— Скорее! Разбирают коров-то! — заорал Леска на всю улицу.
Ивлик подхватил полы шубы и помчался прямо по лужам, высоко, как мальчишка, подбрасывая ноги в размочаленных лаптях.
На повороте в улицу Рыжуха с разбегу вынеслась прямо к лавке. Наталью даже испугало Лескино лицо — потное, ощеренное, с восторженными косыми глазками.
Дуня на минуту остановилась.
— Вот, ведем домой, на старое место, — тихо, одними губами, сказала она. На ее худом лице не было заметно никакого оживления.
Повернув в Кривушу, Наталья увидела Якова Хвоща. Он тоже вел корову, держа ее почему-то в обнимку, и смешно, боком около нее подпрыгивал.
У скотного двора закипали крики: туда бежал народ.
Наталья взяла в лавке пачку спичек, постояла на пороге, раздумывая, пойти ли ей поглядеть, что делается на скотном дворе, и решительно повернула домой.
На углу Кривуши ее догнала Мариша.
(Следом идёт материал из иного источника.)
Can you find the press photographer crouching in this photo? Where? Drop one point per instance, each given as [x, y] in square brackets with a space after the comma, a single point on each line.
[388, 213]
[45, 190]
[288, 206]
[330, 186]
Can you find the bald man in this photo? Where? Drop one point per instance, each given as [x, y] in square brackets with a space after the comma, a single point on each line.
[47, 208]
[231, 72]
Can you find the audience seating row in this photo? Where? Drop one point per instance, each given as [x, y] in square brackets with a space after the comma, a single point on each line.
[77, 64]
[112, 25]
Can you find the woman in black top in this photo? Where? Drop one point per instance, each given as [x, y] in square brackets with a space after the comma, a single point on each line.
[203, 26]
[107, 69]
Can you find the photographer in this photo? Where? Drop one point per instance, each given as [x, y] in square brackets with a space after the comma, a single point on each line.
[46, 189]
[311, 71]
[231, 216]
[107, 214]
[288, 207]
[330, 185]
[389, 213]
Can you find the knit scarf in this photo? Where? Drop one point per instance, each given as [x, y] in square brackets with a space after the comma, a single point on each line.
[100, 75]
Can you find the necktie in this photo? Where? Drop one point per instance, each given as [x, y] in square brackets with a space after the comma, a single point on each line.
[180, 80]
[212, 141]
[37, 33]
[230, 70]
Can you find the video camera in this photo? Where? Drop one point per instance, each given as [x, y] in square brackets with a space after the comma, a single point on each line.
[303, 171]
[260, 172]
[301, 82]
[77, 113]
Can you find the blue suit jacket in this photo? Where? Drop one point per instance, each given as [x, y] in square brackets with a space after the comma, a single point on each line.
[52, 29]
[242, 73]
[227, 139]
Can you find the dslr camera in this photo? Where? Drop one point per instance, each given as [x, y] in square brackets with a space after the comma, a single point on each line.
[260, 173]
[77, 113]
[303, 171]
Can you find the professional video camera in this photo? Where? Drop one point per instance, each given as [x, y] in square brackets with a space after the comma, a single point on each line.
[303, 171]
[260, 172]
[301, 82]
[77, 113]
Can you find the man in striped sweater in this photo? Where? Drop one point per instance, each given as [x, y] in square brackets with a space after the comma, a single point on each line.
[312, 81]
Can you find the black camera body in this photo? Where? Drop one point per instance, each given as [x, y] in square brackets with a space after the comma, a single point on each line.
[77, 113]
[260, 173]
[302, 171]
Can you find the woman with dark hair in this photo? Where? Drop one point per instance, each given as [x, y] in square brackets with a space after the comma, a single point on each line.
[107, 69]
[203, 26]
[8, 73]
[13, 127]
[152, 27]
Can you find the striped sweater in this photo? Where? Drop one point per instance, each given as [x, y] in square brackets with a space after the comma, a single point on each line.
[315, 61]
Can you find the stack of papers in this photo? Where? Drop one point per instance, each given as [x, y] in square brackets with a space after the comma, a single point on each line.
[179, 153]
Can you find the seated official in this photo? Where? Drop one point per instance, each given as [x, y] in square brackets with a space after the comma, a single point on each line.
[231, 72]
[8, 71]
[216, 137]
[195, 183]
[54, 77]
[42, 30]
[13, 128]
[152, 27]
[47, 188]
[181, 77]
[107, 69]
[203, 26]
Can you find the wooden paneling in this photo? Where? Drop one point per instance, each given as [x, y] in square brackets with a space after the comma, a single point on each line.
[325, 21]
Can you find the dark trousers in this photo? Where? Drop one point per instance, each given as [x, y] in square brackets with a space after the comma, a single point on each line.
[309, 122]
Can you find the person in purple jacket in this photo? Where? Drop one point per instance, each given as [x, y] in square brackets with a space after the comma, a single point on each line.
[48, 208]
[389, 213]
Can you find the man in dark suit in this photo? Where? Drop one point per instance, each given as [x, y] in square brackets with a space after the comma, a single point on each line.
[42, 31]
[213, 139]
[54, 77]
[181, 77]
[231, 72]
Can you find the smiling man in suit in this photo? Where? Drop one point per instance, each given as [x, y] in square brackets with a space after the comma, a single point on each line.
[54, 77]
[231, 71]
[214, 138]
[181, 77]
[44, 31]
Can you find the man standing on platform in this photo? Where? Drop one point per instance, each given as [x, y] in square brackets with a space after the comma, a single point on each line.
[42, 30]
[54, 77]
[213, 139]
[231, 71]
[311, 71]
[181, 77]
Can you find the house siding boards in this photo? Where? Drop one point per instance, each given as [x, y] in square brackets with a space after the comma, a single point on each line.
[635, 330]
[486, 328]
Она невнятно поздоровалась и горько подняла темные, словно выписанные брови.
— Нам с тобой ни туда, ни оттуда коровушку не вести. Во дворе-то сроду не мычало.
Наталья молча вздохнула и искоса взглянула на Маришу: удивительно красиво было ее строгое лицо, обведенное цветным полушалком.
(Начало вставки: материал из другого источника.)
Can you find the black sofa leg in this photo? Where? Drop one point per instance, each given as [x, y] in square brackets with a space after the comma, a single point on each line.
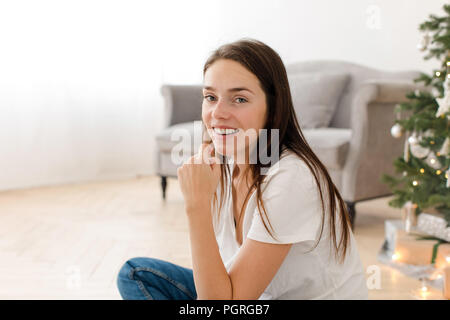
[351, 212]
[164, 186]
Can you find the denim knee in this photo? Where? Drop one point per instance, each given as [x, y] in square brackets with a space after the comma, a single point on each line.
[125, 280]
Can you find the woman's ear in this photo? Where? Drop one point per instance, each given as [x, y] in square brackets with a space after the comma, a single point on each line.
[206, 138]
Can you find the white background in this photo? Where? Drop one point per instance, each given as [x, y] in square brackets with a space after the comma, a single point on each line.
[80, 80]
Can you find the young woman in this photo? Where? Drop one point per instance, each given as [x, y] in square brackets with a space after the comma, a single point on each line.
[284, 234]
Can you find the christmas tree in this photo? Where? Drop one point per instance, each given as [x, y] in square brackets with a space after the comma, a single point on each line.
[424, 174]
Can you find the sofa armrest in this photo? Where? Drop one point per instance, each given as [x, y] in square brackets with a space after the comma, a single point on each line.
[389, 90]
[183, 103]
[372, 149]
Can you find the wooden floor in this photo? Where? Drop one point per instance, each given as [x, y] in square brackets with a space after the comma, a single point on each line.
[69, 242]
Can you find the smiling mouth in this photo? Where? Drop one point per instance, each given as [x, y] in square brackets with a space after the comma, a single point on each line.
[224, 132]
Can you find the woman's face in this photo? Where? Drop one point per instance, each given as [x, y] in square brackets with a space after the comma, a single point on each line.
[233, 99]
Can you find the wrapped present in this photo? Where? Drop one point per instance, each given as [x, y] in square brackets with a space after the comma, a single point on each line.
[433, 224]
[390, 233]
[447, 282]
[443, 256]
[410, 248]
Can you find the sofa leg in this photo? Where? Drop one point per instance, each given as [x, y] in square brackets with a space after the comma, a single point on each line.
[164, 186]
[351, 212]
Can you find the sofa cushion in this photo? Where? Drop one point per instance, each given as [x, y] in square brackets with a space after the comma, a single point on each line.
[315, 96]
[331, 145]
[187, 133]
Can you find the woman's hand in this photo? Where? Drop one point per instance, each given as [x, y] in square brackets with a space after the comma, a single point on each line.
[199, 177]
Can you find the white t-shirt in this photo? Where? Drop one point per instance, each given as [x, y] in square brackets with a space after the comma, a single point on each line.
[292, 203]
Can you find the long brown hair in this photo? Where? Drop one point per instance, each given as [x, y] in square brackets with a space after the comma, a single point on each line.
[267, 66]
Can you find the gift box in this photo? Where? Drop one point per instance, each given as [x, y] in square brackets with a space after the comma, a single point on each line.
[410, 249]
[447, 283]
[433, 224]
[443, 256]
[390, 232]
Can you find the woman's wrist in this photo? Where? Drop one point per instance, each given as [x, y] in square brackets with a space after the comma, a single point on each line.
[195, 209]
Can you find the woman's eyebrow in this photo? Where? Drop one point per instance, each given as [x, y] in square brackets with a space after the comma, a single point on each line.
[230, 90]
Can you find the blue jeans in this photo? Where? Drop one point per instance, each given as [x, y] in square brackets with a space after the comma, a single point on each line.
[153, 279]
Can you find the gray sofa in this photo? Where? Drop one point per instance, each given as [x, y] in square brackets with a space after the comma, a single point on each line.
[356, 147]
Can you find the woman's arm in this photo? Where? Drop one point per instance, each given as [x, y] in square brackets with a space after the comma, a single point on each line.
[254, 268]
[210, 275]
— Егорьевна-то дома? — спросила Мариша все тем же расстроенным голосом, когда они приблизились ко двору Логуновых.
— Кажись, дома.
Они вошли в избу. Авдотья была одна, она мерно раскачивалась над корытом.
— Что это, маменька, я сама постирала бы, — заметила Наталья дрожащим голосом. — Вот гостья к тебе.
Мариша прошла в передний угол, уселась, расправила концы полушалка. Наталья вышла на кухню. Авдотья вытерла мыльные руки, оправила юбки и подсела к Марише.
— Растревожила ты мое сердце, понасказала про колхозную жизнь, — сразу же порывисто заговорила Мариша. — А на деле-то вон боком выехало! Я сейчас со скотного иду. Семихватиха увидела меня да как на всю улицу закричит: «Чего глазеешь? От твоей-то коровы тут и хвоста не было!» А то я без нее не знаю? И у меня, и у маменьки моей, покойницы, сроду своей-то коровы не бывало!
Мариша прикусила губу, серые глаза ее потемнели и налились слезами.
— Это чего же теперь выходит: значит, и дети мои вольного молочка не попьют? Зря ты рассказывала насчет дружной-то жизни! Жили бы и жили, как бог велел!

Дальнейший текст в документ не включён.